Childhood B-Cell Preleukemia Mouse Modeling

Leukemia is the most usual childhood cancer, and B-cell acute lymphoblastic leukemia (B-ALL) is its most common presentation. It has been proposed that pediatric leukemogenesis occurs through a multi-step or multi-hit mechanism that includes both in utero and postnatal steps. Many childhood leukemia-initiating events, such as chromosomal translocations, originate in utero, and studies so far suggest that these first-hits occur at a far higher frequency than the incidence of childhood leukemia itself. The reason why only a small percentage of the children born with such preleukemic hits will develop full-blown leukemia is still a mystery. In order to better understand childhood leukemia, mouse modeling is essential, but only if the multistage process of leukemia can be recapitulated in the model.

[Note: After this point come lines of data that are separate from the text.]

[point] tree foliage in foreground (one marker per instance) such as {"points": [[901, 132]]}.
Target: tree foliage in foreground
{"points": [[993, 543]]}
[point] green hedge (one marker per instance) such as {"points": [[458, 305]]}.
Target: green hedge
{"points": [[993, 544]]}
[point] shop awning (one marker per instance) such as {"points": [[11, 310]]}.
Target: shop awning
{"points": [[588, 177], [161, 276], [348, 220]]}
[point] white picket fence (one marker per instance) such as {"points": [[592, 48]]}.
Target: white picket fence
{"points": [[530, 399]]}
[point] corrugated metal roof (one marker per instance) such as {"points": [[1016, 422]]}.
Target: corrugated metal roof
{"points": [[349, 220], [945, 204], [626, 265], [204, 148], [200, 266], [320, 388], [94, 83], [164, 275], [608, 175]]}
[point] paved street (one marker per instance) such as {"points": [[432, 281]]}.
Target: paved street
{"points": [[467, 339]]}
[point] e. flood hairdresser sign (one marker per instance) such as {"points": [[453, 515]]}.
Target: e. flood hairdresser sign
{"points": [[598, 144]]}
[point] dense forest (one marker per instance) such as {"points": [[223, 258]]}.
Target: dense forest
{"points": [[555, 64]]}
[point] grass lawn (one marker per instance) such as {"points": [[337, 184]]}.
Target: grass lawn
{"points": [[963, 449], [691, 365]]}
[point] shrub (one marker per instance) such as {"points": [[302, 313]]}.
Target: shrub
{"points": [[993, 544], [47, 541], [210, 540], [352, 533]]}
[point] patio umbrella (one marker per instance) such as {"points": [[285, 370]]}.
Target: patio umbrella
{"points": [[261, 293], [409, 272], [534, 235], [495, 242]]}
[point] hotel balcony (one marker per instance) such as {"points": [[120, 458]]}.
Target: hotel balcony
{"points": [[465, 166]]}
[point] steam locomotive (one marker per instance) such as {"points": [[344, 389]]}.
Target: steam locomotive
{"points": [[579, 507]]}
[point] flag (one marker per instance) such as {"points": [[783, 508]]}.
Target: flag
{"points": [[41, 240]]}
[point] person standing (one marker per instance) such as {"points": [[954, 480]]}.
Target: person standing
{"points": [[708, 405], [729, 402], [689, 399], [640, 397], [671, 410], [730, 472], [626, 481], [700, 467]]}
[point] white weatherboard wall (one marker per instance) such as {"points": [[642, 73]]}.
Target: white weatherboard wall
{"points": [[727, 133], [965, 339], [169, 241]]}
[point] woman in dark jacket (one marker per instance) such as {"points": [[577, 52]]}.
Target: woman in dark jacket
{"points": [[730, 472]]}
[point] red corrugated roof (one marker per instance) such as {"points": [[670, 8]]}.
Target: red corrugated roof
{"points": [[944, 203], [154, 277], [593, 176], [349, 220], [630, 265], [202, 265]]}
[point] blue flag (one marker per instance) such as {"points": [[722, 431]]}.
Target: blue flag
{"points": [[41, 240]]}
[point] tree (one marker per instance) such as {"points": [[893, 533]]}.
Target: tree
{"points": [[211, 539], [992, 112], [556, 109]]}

Therefore, mouse models naturally reproducing the multi-step process of childhood B-ALL will be essential to identify environmental or other factors that are directly linked to increased risk of disease.

Automated summary

Leukemia is the most common cancer in children, with B-cell acute lymphoblastic leukemia (B-ALL) being the most prevalent form. The development of pediatric leukemia is believed to occur through a multi-step or multi-hit mechanism, including prenatal and postnatal steps. Although many initiating events for childhood leukemia occur in utero at a higher frequency than the actual incidence of the disease, the reason why only a small percentage of children with these preleukemic hits develop full-blown leukemia remains unknown. Mouse models that replicate the multi-step process of childhood B-ALL will be crucial in identifying environmental or other factors associated with an increased risk of the disease.